Review by Matt Bailey

Posted on 10 July 2004

Source Something Weird Video DVD

In 1967, deep in the hotbed of sexploitation filmmaking (the Florida suburbs) a narratively dense and experimental film — a Rashomon of titty flicks — sprang forth from the fertile loins of legendary producer David F. Friedman. It was not his most original creation, nor his most beloved, but it was a hell of a lot of fun to watch. That film was The Brick Dollhouse.

The Brick Dollhouse has one of the thinnest plots I have ever witnessed in cinema, and when we are talking about sexploitation films, that is saying a lot. Most sexploitation films (like the pornographic films that followed in their wake) construct the barest of plots on which to hang stripped-off clothes. Here, the justification for the abundant bosom-baring is a murder mystery. Someone has killed Min Lee, the “exotic” member of a group of denizens of a sleazy apartment complex. Was it her girlfriend Sandy, the bulldagger Diana Scarwid lookalike who talks like Marge Gunderson? Was it Linda, the anorexic with an English accent as cheap and as obviously fake as her wig? Perhaps it was the girl who, if she had not spent half of the movie topless, I would swear was a drag queen; or the girl who acts like Patty Duke in Valley of the Dolls, only much, much more high. I will not give away the hilarious twist ending or the identity of the actual culprit, but I will confide to you that you would, in a thousand years, never guess it.

What makes this movie worth watching, however, is not just its amazing attempt at narrative sophistication by constructing the film almost entirely from visualized reminiscences recounted from several points of view.
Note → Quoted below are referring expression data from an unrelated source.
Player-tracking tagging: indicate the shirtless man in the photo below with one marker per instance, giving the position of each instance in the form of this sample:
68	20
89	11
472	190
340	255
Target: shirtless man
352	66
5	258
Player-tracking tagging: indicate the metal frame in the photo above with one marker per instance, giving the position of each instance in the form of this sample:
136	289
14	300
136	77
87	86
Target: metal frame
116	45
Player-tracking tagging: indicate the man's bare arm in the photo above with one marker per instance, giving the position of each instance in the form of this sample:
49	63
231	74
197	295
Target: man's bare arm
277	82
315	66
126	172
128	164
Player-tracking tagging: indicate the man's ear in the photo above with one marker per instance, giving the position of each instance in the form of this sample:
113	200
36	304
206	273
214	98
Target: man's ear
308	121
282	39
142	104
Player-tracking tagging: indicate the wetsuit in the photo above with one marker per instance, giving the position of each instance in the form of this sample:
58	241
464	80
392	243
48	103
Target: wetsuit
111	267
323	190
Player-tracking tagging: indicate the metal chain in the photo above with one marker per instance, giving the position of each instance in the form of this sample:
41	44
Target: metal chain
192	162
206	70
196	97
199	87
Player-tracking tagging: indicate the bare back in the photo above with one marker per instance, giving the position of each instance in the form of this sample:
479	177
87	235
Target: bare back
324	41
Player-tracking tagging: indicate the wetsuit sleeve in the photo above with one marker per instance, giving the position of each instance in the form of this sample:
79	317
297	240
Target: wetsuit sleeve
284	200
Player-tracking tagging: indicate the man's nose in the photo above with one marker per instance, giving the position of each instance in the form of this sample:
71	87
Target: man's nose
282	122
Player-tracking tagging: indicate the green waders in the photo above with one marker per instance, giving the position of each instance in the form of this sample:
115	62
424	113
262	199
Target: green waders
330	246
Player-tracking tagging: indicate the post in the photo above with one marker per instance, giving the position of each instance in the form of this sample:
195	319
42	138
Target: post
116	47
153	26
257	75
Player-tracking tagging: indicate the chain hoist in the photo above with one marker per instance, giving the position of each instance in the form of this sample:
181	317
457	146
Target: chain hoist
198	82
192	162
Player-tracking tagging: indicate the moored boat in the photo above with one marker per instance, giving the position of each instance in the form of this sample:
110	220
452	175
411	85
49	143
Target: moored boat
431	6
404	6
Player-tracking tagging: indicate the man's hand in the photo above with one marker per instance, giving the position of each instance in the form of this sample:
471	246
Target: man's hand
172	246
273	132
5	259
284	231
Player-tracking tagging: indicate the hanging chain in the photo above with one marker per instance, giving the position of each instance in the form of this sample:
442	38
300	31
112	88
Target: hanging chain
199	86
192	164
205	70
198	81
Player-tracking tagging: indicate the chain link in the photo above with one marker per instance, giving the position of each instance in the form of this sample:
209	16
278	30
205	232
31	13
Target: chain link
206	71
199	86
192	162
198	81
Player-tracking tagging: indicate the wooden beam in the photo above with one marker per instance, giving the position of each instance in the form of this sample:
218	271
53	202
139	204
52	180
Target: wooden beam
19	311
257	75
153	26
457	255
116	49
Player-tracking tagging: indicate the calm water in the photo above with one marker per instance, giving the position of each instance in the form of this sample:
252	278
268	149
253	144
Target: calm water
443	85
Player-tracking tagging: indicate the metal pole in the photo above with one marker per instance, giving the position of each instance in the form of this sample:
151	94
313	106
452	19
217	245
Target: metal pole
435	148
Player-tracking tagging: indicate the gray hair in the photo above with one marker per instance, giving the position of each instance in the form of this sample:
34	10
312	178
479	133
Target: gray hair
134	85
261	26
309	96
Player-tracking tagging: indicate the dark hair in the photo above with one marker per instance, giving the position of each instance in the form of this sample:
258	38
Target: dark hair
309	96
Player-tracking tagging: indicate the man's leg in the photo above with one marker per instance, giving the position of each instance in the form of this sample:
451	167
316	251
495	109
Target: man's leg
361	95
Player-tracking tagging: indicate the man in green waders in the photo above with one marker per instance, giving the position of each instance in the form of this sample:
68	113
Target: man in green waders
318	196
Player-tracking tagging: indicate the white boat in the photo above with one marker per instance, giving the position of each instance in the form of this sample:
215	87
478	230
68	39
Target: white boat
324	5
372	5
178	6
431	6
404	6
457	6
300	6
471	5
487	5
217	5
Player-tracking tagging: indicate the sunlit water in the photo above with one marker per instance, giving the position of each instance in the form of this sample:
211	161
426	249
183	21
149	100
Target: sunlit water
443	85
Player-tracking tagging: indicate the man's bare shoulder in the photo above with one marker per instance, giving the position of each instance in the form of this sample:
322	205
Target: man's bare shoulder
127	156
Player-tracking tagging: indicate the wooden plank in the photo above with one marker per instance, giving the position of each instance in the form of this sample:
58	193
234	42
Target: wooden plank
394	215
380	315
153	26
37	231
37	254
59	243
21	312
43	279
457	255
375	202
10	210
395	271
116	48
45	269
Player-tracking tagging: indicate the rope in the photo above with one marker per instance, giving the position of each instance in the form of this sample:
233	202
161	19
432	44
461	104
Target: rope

Neither is it the shocking appearance of a few rather elegant tracking shots in the film, which, to an avid viewer of sexploitation films, is akin to discovering them in a film from 1910. Nor is it the wildly varied and entirely unsuccessful attempts at “acting” by the cast of buxom beauties. What sets this film apart from most others of the time is its eye-popping color photography of its unbelievably garish settings and lurid personages: The girls’ apartments are veritable museums of mid-century kitsch home décor: lavender stucco walls, Margaret Keane paintings, crass pastoral landscapes in oil, Picasso knock-offs in shades of pink, thickly-daubed portraits of matadors, “Oriental” lacquered furniture, pink princess telephones, ostentatiously ornate ceramic lamps, gigantic plush ottomans — the list goes on and on. For a cheap, shoestring-budget production, the filmmakers really went out of their way to create an authentic swinging pad. It is a marvel to behold and the bright lighting and histrionic gesticulations of the actors in these settings only enhance the bizarre Candyland-like atmosphere.

With all of this going on, it is difficult to follow the thread of the story, particularly when the murder victim is nowhere to be found in at least half of the flashback scenes. At a mere 55 minutes, however, the film is over before you really begin to care too much about what is actually happening. Once the murder is solved, the girls welcome their new roommate and Min Lee’s replacement: a tall black woman with white false eyelashes. To the intense grilling of her new roommates — “Do you like boys? Do you get high? Do you like nude parties? Do you like orgies?” — she replies with the only possible correct answer: “Sure thing, baby!”